2.3.3 Diabetes tipe lain
Defisiensi insulin relative juga dapat disebabkan oleh kelainan yang sangat jarang
pada biosintesis insulin, reseptor insulin atau transmisi intrasel. Bahkan tanpa ada disposisi
genetic, diabetes dapat terjadi pada perjalanan penyakit lain, seperti pancreatitis dengan
kerusakan sel beta atau karena kerusakan toksik di sel beta. Diabetes mellitus ditingkatkan
oleh peningkatan pelepasan hormone antagonis, diantaranya, somatotropin (pada
akromegali), glukokortikoid (pada penyakit Cushing atau stress), epinefrin (pada stress),
progestogen dan kariomamotropin (pada kehamilan), ACTH, hormone tiroid dan
glucagon.
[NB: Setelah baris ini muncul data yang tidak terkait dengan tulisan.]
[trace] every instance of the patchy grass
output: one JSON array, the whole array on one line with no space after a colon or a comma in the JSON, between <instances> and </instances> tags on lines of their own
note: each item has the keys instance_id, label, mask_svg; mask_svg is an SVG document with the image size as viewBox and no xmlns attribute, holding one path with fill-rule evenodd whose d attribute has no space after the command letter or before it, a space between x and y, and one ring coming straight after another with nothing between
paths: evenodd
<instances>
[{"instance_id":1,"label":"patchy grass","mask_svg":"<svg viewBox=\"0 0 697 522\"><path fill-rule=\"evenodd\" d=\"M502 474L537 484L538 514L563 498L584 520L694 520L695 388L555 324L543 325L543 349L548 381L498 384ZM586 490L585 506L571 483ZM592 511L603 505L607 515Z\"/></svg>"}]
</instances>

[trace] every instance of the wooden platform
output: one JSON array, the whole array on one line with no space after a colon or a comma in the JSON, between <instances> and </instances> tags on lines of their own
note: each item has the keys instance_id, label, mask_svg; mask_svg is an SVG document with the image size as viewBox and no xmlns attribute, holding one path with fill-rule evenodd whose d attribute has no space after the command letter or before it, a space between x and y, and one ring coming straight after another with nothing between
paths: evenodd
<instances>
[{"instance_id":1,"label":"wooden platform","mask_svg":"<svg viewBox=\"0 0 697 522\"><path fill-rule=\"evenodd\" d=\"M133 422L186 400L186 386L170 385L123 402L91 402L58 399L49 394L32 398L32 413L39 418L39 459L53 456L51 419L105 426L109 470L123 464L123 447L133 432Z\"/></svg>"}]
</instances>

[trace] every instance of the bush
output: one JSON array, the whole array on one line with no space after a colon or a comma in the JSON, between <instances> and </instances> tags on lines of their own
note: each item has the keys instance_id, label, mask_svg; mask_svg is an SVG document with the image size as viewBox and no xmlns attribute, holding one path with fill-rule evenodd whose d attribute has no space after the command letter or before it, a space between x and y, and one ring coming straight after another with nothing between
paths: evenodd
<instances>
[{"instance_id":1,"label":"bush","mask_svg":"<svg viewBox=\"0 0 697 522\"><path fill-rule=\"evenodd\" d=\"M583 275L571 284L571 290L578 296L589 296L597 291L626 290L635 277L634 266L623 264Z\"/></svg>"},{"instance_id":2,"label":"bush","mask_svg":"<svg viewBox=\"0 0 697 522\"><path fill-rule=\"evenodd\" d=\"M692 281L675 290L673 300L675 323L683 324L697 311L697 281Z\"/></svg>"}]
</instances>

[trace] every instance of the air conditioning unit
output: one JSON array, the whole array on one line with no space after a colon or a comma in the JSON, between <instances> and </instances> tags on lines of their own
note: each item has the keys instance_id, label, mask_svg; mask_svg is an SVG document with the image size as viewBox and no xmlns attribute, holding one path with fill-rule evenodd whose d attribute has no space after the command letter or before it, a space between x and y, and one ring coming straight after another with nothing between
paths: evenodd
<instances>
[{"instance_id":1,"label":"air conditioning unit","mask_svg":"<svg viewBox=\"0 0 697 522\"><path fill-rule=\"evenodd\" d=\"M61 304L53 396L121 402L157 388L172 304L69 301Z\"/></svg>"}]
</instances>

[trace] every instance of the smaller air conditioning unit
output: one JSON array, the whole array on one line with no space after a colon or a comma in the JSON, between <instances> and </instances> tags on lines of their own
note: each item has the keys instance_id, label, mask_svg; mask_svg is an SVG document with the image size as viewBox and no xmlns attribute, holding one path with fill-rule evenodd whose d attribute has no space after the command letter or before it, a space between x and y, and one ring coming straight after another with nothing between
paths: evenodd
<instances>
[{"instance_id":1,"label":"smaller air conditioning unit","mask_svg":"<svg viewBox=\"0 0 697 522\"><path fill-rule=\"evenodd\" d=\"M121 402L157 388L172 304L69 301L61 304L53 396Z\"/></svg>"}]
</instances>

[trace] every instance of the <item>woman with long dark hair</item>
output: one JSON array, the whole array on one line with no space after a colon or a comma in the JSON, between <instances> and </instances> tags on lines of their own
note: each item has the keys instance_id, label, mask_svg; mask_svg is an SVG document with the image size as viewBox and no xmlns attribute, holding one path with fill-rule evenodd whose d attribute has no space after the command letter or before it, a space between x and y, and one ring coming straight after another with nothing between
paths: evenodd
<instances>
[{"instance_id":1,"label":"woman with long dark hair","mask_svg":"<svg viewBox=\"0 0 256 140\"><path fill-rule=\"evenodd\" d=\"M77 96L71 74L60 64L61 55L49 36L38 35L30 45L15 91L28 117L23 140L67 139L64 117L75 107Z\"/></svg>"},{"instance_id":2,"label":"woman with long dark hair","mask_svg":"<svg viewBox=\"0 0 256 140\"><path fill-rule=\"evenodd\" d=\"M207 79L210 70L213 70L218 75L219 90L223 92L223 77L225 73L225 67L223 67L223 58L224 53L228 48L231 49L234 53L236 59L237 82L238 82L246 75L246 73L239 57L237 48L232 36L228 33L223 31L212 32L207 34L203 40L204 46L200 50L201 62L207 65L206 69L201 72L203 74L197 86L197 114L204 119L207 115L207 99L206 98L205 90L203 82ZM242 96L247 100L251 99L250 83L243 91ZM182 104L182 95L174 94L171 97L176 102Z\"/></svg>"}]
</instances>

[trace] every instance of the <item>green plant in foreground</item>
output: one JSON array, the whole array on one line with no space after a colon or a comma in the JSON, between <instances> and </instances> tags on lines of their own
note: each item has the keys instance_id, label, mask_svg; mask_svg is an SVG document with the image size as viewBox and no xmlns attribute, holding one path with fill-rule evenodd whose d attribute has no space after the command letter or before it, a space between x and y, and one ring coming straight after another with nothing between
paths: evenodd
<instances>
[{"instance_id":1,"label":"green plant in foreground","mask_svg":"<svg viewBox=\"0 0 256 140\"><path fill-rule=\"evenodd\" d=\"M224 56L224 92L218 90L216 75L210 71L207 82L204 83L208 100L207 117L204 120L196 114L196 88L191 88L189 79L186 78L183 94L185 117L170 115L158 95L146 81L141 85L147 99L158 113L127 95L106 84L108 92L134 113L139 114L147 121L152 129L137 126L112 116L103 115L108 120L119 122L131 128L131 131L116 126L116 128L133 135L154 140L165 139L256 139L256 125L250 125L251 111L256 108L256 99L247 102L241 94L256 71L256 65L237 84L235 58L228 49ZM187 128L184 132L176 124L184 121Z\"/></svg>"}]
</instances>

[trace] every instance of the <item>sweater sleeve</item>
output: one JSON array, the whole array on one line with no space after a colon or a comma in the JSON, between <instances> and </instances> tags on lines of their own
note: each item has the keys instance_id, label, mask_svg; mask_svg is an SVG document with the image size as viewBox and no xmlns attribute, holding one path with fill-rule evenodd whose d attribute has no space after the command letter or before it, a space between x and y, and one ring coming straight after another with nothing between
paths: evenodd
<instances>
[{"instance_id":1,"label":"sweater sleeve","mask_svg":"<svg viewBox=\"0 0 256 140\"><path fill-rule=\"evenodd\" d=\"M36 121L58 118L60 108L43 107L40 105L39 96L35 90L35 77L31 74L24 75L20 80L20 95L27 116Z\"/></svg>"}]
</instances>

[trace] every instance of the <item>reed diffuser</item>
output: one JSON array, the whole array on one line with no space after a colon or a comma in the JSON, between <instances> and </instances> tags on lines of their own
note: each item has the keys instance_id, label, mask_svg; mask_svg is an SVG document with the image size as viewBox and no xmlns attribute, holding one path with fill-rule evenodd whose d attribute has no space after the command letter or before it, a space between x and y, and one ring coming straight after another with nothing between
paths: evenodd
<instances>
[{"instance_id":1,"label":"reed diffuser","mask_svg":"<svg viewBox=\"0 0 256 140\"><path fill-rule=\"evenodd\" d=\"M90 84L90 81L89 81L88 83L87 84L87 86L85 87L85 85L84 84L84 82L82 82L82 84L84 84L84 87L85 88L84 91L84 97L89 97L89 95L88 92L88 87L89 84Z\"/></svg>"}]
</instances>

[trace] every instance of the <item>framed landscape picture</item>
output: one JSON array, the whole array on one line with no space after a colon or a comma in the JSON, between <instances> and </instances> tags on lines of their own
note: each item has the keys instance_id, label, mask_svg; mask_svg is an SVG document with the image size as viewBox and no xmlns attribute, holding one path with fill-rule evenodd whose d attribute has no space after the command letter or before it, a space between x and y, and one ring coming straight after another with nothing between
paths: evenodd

Infeksi yang berat meningkatkan pelepasan beberapa hormone yang telah
disebutkan di atas sehingga meningkatkan pelepasan beberapa hormone yang telah
disebutkan diatas sehingga meningkatkan manifestasi diabetes mellitus. Somatostatinoma
dapat menyebabkan diabetes karena somatostatin yang diekskresikan akan menghambat
pelepasan insulin. (Silabernagi,2002)
2.4. Diagnosis
Diagnosis DM ditegakkan atas dasar pemeriksaan kadar glukosa darah. Pemeriksaan glukosa
darah yang dianjurkan adalah pemeriksaan glukosa secara enzimatik dengan bahan plasma
darah vena. Pemantauan hasil pengobatan dapat dilakukan dengan menggunakan pemeriksaan
glukosa darah kapiler dengan glukometer. Diagnosis tidak dapat ditegakkan atas dasar adanya
glukosuria.
Berbagai keluhan dapat ditemukan pada penyandang DM. Kecurigaan adanya DM perlu
dipikirkan apabila terdapat keluhan seperti:
• Keluhan klasik DM: poliuria, polidipsia, polifagia dan penurunan berat badan yang tidak
dapat dijelaskan sebabnya.
• Keluhan lain: lemah badan, kesemutan, gatal, mata kabur, dan disfungsi ereksi pada pria,
serta pruritus vulva pada wanita.
Tabel KriteriaDiagnosis DM
Catatan: Saat ini tidak semua laboratorium di Indonesia memenuhi standard NGSP, sehingga
harus hati-hati dalam membuat interpretasi terhadap hasil pemeriksaan HbA1c. Pada kondisi
tertentu seperti: anemia, hemoglobinopati, riwayat transfusi darah 2-3 bulan terakhir, kondisi-
kondisi yang mempengaruhi umur eritrosit dan gangguan fungsi ginjal maka HbA1c tidak
dapat dipakai sebagai alat diagnosis maupun evaluasi.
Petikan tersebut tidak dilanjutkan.